Nunca lo había visto: ¿desde cuándo estaba allí? ¿Desde antes de la enfermedad o desde el período en que lo dejabas todo a medias, desde cuando tus acciones, por razones desconocidas, también para ti, de repente tomaban otro rumbo? Lo abrí y vi que contenía un cuaderno gordo con las tapas de flores: en ese momento no me sentía preparada para afrontar lo que podía contener; así, lo puse sobre la mesa de la cocina y continué con la limpieza hasta el anochecer.

Mientras trabajaba con brío, ese día, tomé dos decisiones importantes.
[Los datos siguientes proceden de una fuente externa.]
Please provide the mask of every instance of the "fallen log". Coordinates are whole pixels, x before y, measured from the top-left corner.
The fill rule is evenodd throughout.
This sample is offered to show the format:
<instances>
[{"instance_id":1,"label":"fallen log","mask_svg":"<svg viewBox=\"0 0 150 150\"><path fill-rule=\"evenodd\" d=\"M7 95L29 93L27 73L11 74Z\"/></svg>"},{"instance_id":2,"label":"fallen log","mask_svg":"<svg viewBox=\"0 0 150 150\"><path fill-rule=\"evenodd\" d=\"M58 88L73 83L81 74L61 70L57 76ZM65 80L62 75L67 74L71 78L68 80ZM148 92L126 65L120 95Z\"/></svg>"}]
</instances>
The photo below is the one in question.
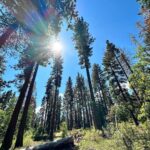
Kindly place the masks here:
<instances>
[{"instance_id":1,"label":"fallen log","mask_svg":"<svg viewBox=\"0 0 150 150\"><path fill-rule=\"evenodd\" d=\"M73 137L66 137L57 141L49 142L43 145L38 145L32 150L73 150Z\"/></svg>"}]
</instances>

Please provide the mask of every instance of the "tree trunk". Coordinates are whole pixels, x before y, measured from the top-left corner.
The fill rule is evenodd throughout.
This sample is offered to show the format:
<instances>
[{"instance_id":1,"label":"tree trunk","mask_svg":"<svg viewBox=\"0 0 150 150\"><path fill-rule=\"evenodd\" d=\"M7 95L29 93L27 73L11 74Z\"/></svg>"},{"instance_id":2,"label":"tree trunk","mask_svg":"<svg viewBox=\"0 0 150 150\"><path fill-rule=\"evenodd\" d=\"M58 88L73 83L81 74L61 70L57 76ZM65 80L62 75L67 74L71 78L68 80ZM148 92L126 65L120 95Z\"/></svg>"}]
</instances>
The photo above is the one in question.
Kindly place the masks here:
<instances>
[{"instance_id":1,"label":"tree trunk","mask_svg":"<svg viewBox=\"0 0 150 150\"><path fill-rule=\"evenodd\" d=\"M34 82L35 82L35 78L36 78L37 71L38 71L38 66L39 65L36 64L35 70L34 70L34 74L33 74L33 77L32 77L32 81L31 81L30 86L29 86L29 91L28 91L28 95L27 95L27 98L26 98L26 102L25 102L22 118L21 118L21 121L20 121L15 147L23 146L23 135L24 135L24 130L25 130L25 126L26 126L28 109L29 109L29 105L30 105L30 102L31 102Z\"/></svg>"},{"instance_id":2,"label":"tree trunk","mask_svg":"<svg viewBox=\"0 0 150 150\"><path fill-rule=\"evenodd\" d=\"M22 107L22 104L23 104L23 101L25 98L25 94L27 92L27 88L28 88L28 84L29 84L29 81L30 81L30 78L32 75L33 67L34 67L33 64L30 67L28 67L27 75L25 77L25 82L23 84L23 87L21 88L17 104L12 113L4 140L2 142L1 150L9 150L9 148L11 147L13 135L14 135L14 132L16 129L16 124L17 124L17 120L18 120L18 116L19 116L19 112L21 110L21 107Z\"/></svg>"},{"instance_id":3,"label":"tree trunk","mask_svg":"<svg viewBox=\"0 0 150 150\"><path fill-rule=\"evenodd\" d=\"M116 60L117 60L117 62L118 62L118 64L119 64L119 66L121 67L121 69L122 69L124 75L126 76L128 82L130 83L129 77L128 77L128 75L126 74L126 72L125 72L123 66L121 65L121 63L120 63L118 57L117 57L117 56L115 56L115 57L116 57ZM129 65L129 64L128 64L128 65ZM131 67L130 67L130 68L131 68ZM139 95L138 95L136 89L134 88L134 86L133 86L132 84L131 84L131 88L132 88L132 90L133 90L133 92L134 92L134 94L135 94L135 96L136 96L136 99L138 100L139 103L141 103L141 99L140 99L140 97L139 97Z\"/></svg>"},{"instance_id":4,"label":"tree trunk","mask_svg":"<svg viewBox=\"0 0 150 150\"><path fill-rule=\"evenodd\" d=\"M10 35L18 28L18 24L15 22L11 24L0 37L0 48L6 43L6 40Z\"/></svg>"},{"instance_id":5,"label":"tree trunk","mask_svg":"<svg viewBox=\"0 0 150 150\"><path fill-rule=\"evenodd\" d=\"M111 66L110 66L110 67L111 67ZM125 96L125 94L124 94L124 92L123 92L123 89L122 89L122 87L121 87L121 85L120 85L120 83L119 83L119 81L118 81L118 78L117 78L117 76L116 76L116 74L115 74L115 72L114 72L114 70L113 70L112 67L111 67L111 71L112 71L112 74L113 74L114 77L115 77L115 80L116 80L116 82L117 82L117 85L118 85L118 87L119 87L119 90L120 90L120 92L121 92L121 94L122 94L123 99L125 100L125 102L128 102L128 100L127 100L127 98L126 98L126 96ZM131 109L128 109L128 110L130 111L130 115L131 115L131 117L133 118L133 121L134 121L135 125L138 126L138 125L139 125L138 119L135 117L135 115L134 115L134 113L133 113L133 111L132 111Z\"/></svg>"},{"instance_id":6,"label":"tree trunk","mask_svg":"<svg viewBox=\"0 0 150 150\"><path fill-rule=\"evenodd\" d=\"M57 100L57 86L55 87L55 96L54 96L54 105L51 117L51 129L50 129L50 140L53 141L54 139L54 123L55 123L55 115L56 115L56 100Z\"/></svg>"},{"instance_id":7,"label":"tree trunk","mask_svg":"<svg viewBox=\"0 0 150 150\"><path fill-rule=\"evenodd\" d=\"M95 97L94 97L94 93L93 93L90 72L89 72L89 68L87 66L86 66L86 73L87 73L87 79L88 79L88 84L89 84L89 89L90 89L90 96L91 96L91 100L92 100L92 102L91 102L91 104L92 104L92 119L93 119L94 127L96 129L98 129L96 102L95 102Z\"/></svg>"}]
</instances>

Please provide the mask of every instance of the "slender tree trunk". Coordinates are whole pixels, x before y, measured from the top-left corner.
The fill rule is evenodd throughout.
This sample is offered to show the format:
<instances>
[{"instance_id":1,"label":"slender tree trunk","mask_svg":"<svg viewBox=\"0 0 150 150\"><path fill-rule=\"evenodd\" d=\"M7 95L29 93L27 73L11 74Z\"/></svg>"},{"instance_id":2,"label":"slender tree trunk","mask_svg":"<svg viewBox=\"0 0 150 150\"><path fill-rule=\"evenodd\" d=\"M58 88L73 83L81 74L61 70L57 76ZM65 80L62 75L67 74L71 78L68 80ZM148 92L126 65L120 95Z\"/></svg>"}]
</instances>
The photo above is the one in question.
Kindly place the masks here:
<instances>
[{"instance_id":1,"label":"slender tree trunk","mask_svg":"<svg viewBox=\"0 0 150 150\"><path fill-rule=\"evenodd\" d=\"M36 64L35 70L34 70L34 74L33 74L33 77L32 77L32 81L31 81L31 84L29 86L29 91L28 91L28 95L27 95L27 98L26 98L26 102L25 102L22 118L21 118L21 121L20 121L15 147L23 146L23 135L24 135L24 130L25 130L25 126L26 126L28 109L29 109L29 105L30 105L30 102L31 102L34 82L35 82L35 78L36 78L37 71L38 71L38 66L39 65Z\"/></svg>"},{"instance_id":2,"label":"slender tree trunk","mask_svg":"<svg viewBox=\"0 0 150 150\"><path fill-rule=\"evenodd\" d=\"M90 96L91 96L91 100L92 100L92 102L91 102L91 104L92 104L92 119L93 119L94 127L96 129L98 129L96 102L95 102L95 97L94 97L94 93L93 93L90 72L89 72L89 68L87 66L86 66L86 73L87 73L87 79L88 79L88 84L89 84L89 89L90 89Z\"/></svg>"},{"instance_id":3,"label":"slender tree trunk","mask_svg":"<svg viewBox=\"0 0 150 150\"><path fill-rule=\"evenodd\" d=\"M116 60L117 60L117 62L118 62L118 64L119 64L119 66L121 67L121 69L122 69L124 75L126 76L128 82L130 83L129 77L128 77L128 75L126 74L126 72L125 72L123 66L121 65L121 63L120 63L118 57L117 57L117 56L115 56L115 57L116 57ZM129 64L128 64L128 65L129 65ZM130 67L130 68L131 68L131 67ZM138 100L139 103L141 103L141 99L140 99L140 97L139 97L139 95L138 95L136 89L134 88L134 86L133 86L132 84L131 84L131 88L132 88L132 90L133 90L133 92L134 92L134 94L135 94L135 96L136 96L136 99Z\"/></svg>"},{"instance_id":4,"label":"slender tree trunk","mask_svg":"<svg viewBox=\"0 0 150 150\"><path fill-rule=\"evenodd\" d=\"M1 150L9 150L9 148L11 147L13 135L14 135L14 132L16 129L16 124L17 124L17 120L18 120L18 116L19 116L19 112L21 110L21 107L22 107L22 104L23 104L23 101L25 98L25 94L27 92L27 88L28 88L28 84L29 84L29 81L30 81L30 78L32 75L33 67L34 67L33 64L30 67L28 67L28 71L27 71L27 74L25 77L25 82L21 88L17 104L16 104L13 114L11 116L4 140L2 142Z\"/></svg>"},{"instance_id":5,"label":"slender tree trunk","mask_svg":"<svg viewBox=\"0 0 150 150\"><path fill-rule=\"evenodd\" d=\"M111 67L111 66L110 66L110 67ZM116 74L115 74L115 72L114 72L114 70L113 70L112 67L111 67L111 71L112 71L112 74L113 74L114 77L115 77L115 80L116 80L116 82L117 82L117 85L118 85L118 87L119 87L119 90L120 90L120 92L121 92L121 94L122 94L123 99L125 100L125 102L128 102L128 100L127 100L127 98L126 98L126 96L125 96L125 94L124 94L124 92L123 92L123 89L122 89L122 87L121 87L121 85L120 85L120 83L119 83L119 81L118 81L118 78L117 78L117 76L116 76ZM133 111L132 111L131 109L128 109L128 110L130 111L130 115L131 115L131 117L133 118L133 121L134 121L135 125L138 126L138 125L139 125L138 119L135 117L135 115L134 115L134 113L133 113Z\"/></svg>"},{"instance_id":6,"label":"slender tree trunk","mask_svg":"<svg viewBox=\"0 0 150 150\"><path fill-rule=\"evenodd\" d=\"M54 96L54 105L53 105L53 111L52 111L52 117L51 117L51 129L50 129L50 140L53 141L54 139L54 123L55 123L55 117L56 117L56 100L57 100L57 86L55 87L55 96Z\"/></svg>"},{"instance_id":7,"label":"slender tree trunk","mask_svg":"<svg viewBox=\"0 0 150 150\"><path fill-rule=\"evenodd\" d=\"M86 127L90 127L90 116L89 116L89 112L88 112L88 106L87 106L87 102L85 99L85 110L86 110Z\"/></svg>"},{"instance_id":8,"label":"slender tree trunk","mask_svg":"<svg viewBox=\"0 0 150 150\"><path fill-rule=\"evenodd\" d=\"M0 37L0 48L6 43L6 40L17 28L18 24L15 22L6 29L6 31Z\"/></svg>"}]
</instances>

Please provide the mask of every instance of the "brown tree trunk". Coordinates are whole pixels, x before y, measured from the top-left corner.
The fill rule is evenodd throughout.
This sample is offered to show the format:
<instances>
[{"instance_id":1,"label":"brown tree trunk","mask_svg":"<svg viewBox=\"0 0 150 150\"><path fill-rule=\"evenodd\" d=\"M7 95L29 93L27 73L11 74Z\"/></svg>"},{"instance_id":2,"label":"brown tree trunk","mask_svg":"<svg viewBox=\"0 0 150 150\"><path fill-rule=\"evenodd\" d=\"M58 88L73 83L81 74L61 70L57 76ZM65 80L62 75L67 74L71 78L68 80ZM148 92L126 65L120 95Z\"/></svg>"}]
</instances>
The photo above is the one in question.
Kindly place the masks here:
<instances>
[{"instance_id":1,"label":"brown tree trunk","mask_svg":"<svg viewBox=\"0 0 150 150\"><path fill-rule=\"evenodd\" d=\"M24 84L21 88L17 104L16 104L16 106L14 108L14 111L12 113L7 131L5 133L4 140L2 142L1 150L9 150L9 148L11 147L12 140L13 140L13 135L14 135L14 132L15 132L15 129L16 129L18 116L19 116L19 113L20 113L20 110L21 110L21 107L22 107L22 104L23 104L23 101L24 101L24 98L25 98L25 94L27 92L27 88L28 88L28 84L29 84L29 81L30 81L30 78L31 78L31 75L32 75L33 67L34 67L33 64L31 64L31 66L28 67L27 74L26 74L26 77L25 77L25 82L24 82Z\"/></svg>"},{"instance_id":2,"label":"brown tree trunk","mask_svg":"<svg viewBox=\"0 0 150 150\"><path fill-rule=\"evenodd\" d=\"M57 100L57 86L55 87L55 96L54 96L54 105L53 105L53 111L52 111L52 117L51 117L51 129L49 138L51 141L54 139L54 123L55 123L55 117L56 117L56 100Z\"/></svg>"},{"instance_id":3,"label":"brown tree trunk","mask_svg":"<svg viewBox=\"0 0 150 150\"><path fill-rule=\"evenodd\" d=\"M118 64L119 64L119 66L121 67L121 69L122 69L124 75L126 76L128 82L130 83L129 77L128 77L128 75L126 74L126 72L125 72L123 66L121 65L121 63L120 63L118 57L117 57L117 56L115 56L115 57L116 57L116 60L117 60L117 62L118 62ZM129 65L129 64L128 64L128 65ZM128 66L128 65L127 65L127 66ZM131 67L130 67L130 68L131 68ZM133 86L132 84L131 84L131 88L132 88L132 90L133 90L133 92L134 92L134 94L135 94L135 96L136 96L136 99L138 100L139 103L141 103L141 99L140 99L140 97L139 97L139 95L138 95L136 89L134 88L134 86Z\"/></svg>"},{"instance_id":4,"label":"brown tree trunk","mask_svg":"<svg viewBox=\"0 0 150 150\"><path fill-rule=\"evenodd\" d=\"M97 118L97 112L96 112L96 102L95 102L95 97L93 93L93 88L92 88L92 83L91 83L91 78L90 78L90 72L89 68L86 66L86 73L87 73L87 79L88 79L88 84L89 84L89 89L90 89L90 96L91 96L91 105L92 105L92 119L94 123L94 127L98 129L98 118Z\"/></svg>"},{"instance_id":5,"label":"brown tree trunk","mask_svg":"<svg viewBox=\"0 0 150 150\"><path fill-rule=\"evenodd\" d=\"M114 77L115 77L115 80L116 80L116 82L117 82L117 85L118 85L118 87L119 87L119 90L120 90L120 92L121 92L121 94L122 94L122 97L123 97L124 101L125 101L125 102L128 102L128 100L127 100L127 98L126 98L126 96L125 96L125 94L124 94L124 92L123 92L123 89L122 89L122 87L121 87L121 85L120 85L120 83L119 83L119 81L118 81L118 78L117 78L117 76L116 76L116 74L115 74L115 72L114 72L114 70L113 70L112 67L111 67L111 71L112 71L112 74L113 74ZM132 117L132 119L133 119L135 125L138 126L138 125L139 125L138 119L135 117L135 115L134 115L134 113L133 113L133 111L132 111L131 109L128 109L128 110L129 110L129 112L130 112L130 115L131 115L131 117Z\"/></svg>"},{"instance_id":6,"label":"brown tree trunk","mask_svg":"<svg viewBox=\"0 0 150 150\"><path fill-rule=\"evenodd\" d=\"M20 121L15 147L23 146L23 135L24 135L24 130L25 130L25 126L26 126L28 109L29 109L29 105L30 105L30 102L31 102L34 82L35 82L35 78L36 78L37 71L38 71L38 66L39 65L36 64L35 70L34 70L34 74L33 74L33 77L32 77L32 81L31 81L31 84L29 86L28 95L27 95L27 98L26 98L26 102L25 102L22 118L21 118L21 121Z\"/></svg>"}]
</instances>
La primera tenía que ver con el perro: al día siguiente iría a la perrera para escoger uno porque no soportaba el jardín vacío; y la segunda concernía a mi futuro: en otoño me inscribiría en la universidad para estudiar ciencias forestales porque por fin había comprendido lo que quería hacer el resto de mis días: ocuparme de los árboles.

Cuando bajó el calor, empecé a regar el jardín. El rosal estaba al final de su floración y no parecía haber sufrido demasiado por mi lejanía, mientras las hortensias estaban más bien maltrechas: las regué un buen rato lanzando, de vez en cuando, el chorro al aire para verlo transformarse en una llovizna dorada.

Al terminar cogí una tumbona y, con tu cuaderno en una mano y un zumo de naranja en la otra, me instalé en medio del césped.

En la primera página, arriba a la izquierda, estaba escrito Opicina, 16 de noviembre.

Era tu caligrafía, ordenada y regular, que conocía desde siempre.

«Hace dos meses que te fuiste», así empezaba, «y desde hace dos meses, salvo una postal en la que me comunicabas que todavía estabas viva, no he tenido noticias tuyas…».